Crate secular[][src]

Provide a lowercased diacritics-free version of a character or a string.

For example return e for é.

Secular’s char lookup is an inlined lookup of a static table, which means it’s possible to use it in performance sensitive code.

Secular also performs (optionally) Unicode normalization.

Declaration

By default, diacritics removal is only done on ascii chars, so to include a smaller table.
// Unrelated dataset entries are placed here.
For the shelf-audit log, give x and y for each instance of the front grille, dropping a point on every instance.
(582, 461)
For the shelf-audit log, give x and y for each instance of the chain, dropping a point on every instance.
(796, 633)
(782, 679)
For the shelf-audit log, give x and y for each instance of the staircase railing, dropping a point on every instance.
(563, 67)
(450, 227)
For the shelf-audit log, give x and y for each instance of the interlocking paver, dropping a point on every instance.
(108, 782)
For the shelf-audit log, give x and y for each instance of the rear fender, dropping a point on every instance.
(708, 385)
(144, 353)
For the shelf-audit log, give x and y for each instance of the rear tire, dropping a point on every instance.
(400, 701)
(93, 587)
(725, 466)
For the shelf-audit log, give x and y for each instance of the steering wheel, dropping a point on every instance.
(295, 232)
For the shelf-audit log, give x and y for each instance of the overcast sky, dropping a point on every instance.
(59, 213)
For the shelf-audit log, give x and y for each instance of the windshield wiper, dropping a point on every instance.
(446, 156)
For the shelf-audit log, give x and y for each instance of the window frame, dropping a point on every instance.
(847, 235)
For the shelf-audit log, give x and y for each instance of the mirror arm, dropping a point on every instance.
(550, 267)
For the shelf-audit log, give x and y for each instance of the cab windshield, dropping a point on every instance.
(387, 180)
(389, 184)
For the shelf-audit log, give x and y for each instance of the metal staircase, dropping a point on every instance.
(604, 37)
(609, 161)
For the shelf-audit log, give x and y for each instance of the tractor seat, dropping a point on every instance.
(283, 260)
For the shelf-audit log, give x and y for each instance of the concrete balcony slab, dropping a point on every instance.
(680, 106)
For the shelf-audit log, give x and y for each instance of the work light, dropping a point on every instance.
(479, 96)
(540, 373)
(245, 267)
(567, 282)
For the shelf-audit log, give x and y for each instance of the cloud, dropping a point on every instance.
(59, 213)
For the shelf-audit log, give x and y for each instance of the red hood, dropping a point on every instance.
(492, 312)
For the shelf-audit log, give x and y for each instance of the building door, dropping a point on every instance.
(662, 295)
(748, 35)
If you want to handle the whole BMP, use the “bmp” feature“ (the binary will be bigger to incorporate the whole mapping).

Default import:

 [dependencies]
 secular = "0.3"

For more characters (the BMP):

[dependencies]
secular = { version="0.3", features=["bmp"] }

With Unicode normalization functions (using the unicode-normalization crate):

[dependencies]
secular = { version="0.3", features=["normalization"] }

or

[dependencies]
secular = { version="0.3", features=["bmp","normalization"] }

This feature is optional so that you can avoid importing the unicode-normalization crate (note that it’s used in many other crates so it’s possible your text processing application already uses it).

Usage

On characters:

use secular::*;
let s = "Comunicações"; // normalized string (length=12)
let chars: Vec<char> = s.chars().collect();
assert_eq!(chars.len(), 12);
assert_eq!(chars[0], 'C');
assert_eq!(lower_lay_char(chars[0]), 'c');
assert_eq!(chars[8], 'ç');
assert_eq!(lower_lay_char(chars[8]), 'c');

On strings:

use secular::*;
let s = "Comunicações"; // unnormalized string (length=14)
assert_eq!(s.chars().count(), 14);
let s = normalized_lower_lay_string(s);
assert_eq!(s.chars().count(), 12);
assert_eq!(s, "comunicacoes");

Functions

lower_lay_char

try to return a lowercased diacritics-free version of the character.

lower_lay_string

replace every character with its lowercased diacritics-free equivalent whenever possible. By construct, the resulting string is guaranteed to have the same number of characters as the input one (it may be smaller in bytes but not larger). This function doesn’t do any normalization. It’s thus necessary to ensure the string is already normalized.